Urease Test

Principle and Biochemical Basis

The urease test is used to identify bacteria capable of hydrolyzing urea into ammonia and carbon dioxide using the enzyme urease. Urea is a nitrogen-containing organic compound, commonly found as a waste product in urine. The hydrolysis of urea increases the pH of the medium due to the production of ammonia, which is alkaline.

• Urea formula: (NH2)2CO

• Indicator: Phenol red is used to detect pH changes.

• Interpretation:

  • Bright pink: Rapid urease activity (strong positive)

  • Orange-red: Slow urease activity (weak positive)

  • Yellow: Negative (no urease activity)

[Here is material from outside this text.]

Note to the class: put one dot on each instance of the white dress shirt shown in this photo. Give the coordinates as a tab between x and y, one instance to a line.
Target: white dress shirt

Example: Proteus vulgaris is known for rapid urease activity, while many enteric bacteria hydrolyze urea slowly.

Laboratory Procedure

• Inoculate urea broth with the test organism.

• Incubate and observe color change after 24 hours.

• Only urease-positive bacteria can grow in urea broth due to limited nutrients.

Applications: The urease test is especially useful for distinguishing Proteus species from other enteric bacteria.

Nitrate Reduction Test

Nitrogen Cycle and Microbial Roles

Nitrogen is essential for the synthesis of nucleic acids and proteins. Most organisms cannot use atmospheric nitrogen (N2), but bacteria play key roles in converting nitrogen into usable forms through the nitrogen cycle:

• Nitrogen fixation: Conversion of N2 to NH4+ by bacteria (e.g., Rhizobium, Azotobacter).

• Nitrification: Conversion of NH4+ to NO2– and then to NO3– by nitrifying bacteria.

• Denitrification: Reduction of NO3– to N2 or N2O by denitrifying bacteria (e.g., Pseudomonas, Clostridium).

Key enzymes:

• Nitrate reductase: Reduces nitrate (NO3–) to nitrite (NO2–).

• Nitrite reductase: Reduces nitrite to nitrogen gas (N2) or nitrous oxides (N2O).

Test Procedure and Interpretation

• Inoculate nitrate broth with the test organism and incubate.

• Add 5 drops each of nitrate reagent A (alpha-naphthylamine) and B (sulfanilic acid):

  • Red color: Positive for nitrate reduction (nitrate to nitrite).

  • No color change: Proceed to step 2.

• Add zinc powder:

  • Red color: Negative (nitrate was not reduced by the organism; zinc reduced it chemically).

  • No color change: Positive for complete reduction (nitrate reduced beyond nitrite to N2 or N2O).

Example: Pseudomonas aeruginosa is a denitrifier and can reduce nitrate all the way to nitrogen gas.

Catalase Test

Principle and Biochemical Basis

The catalase test detects the presence of the enzyme catalase, which breaks down hydrogen peroxide (H2O2) into water and oxygen. Hydrogen peroxide is a toxic byproduct of aerobic metabolism, and catalase protects cells from oxidative damage.

• Reaction: 2 H2O2 → 2 H2O + O2 (gas)

• Interpretation:

  • Bubbling: Catalase-positive (oxygen gas released)

  • No bubbling: Catalase-negative

Applications: Differentiates Staphylococcus (catalase-positive) from Streptococcus (catalase-negative).

Oxidase Test

Principle and Biochemical Basis

The oxidase test identifies bacteria that produce cytochrome c oxidase, an enzyme involved in the electron transport chain during aerobic respiration. The test reagent donates electrons to cytochrome c oxidase if present, turning blue or purple.

• Interpretation:

  • Blue/purple color: Oxidase-positive

  • No color change: Oxidase-negative

Applications: Distinguishes among Gram-negative rods; Pseudomonas aeruginosa is oxidase-positive, while enteric bacteria are oxidase-negative.

Summary Table: Biochemical Tests for Bacterial Identification

Applications and Importance

• These biochemical tests are essential for the identification and differentiation of clinically important bacteria.

• They help guide appropriate treatment and further characterization of microbial isolates.

Additional info: The tests described are foundational laboratory techniques in microbiology, directly supporting the identification of unknown bacterial species and understanding their metabolic capabilities.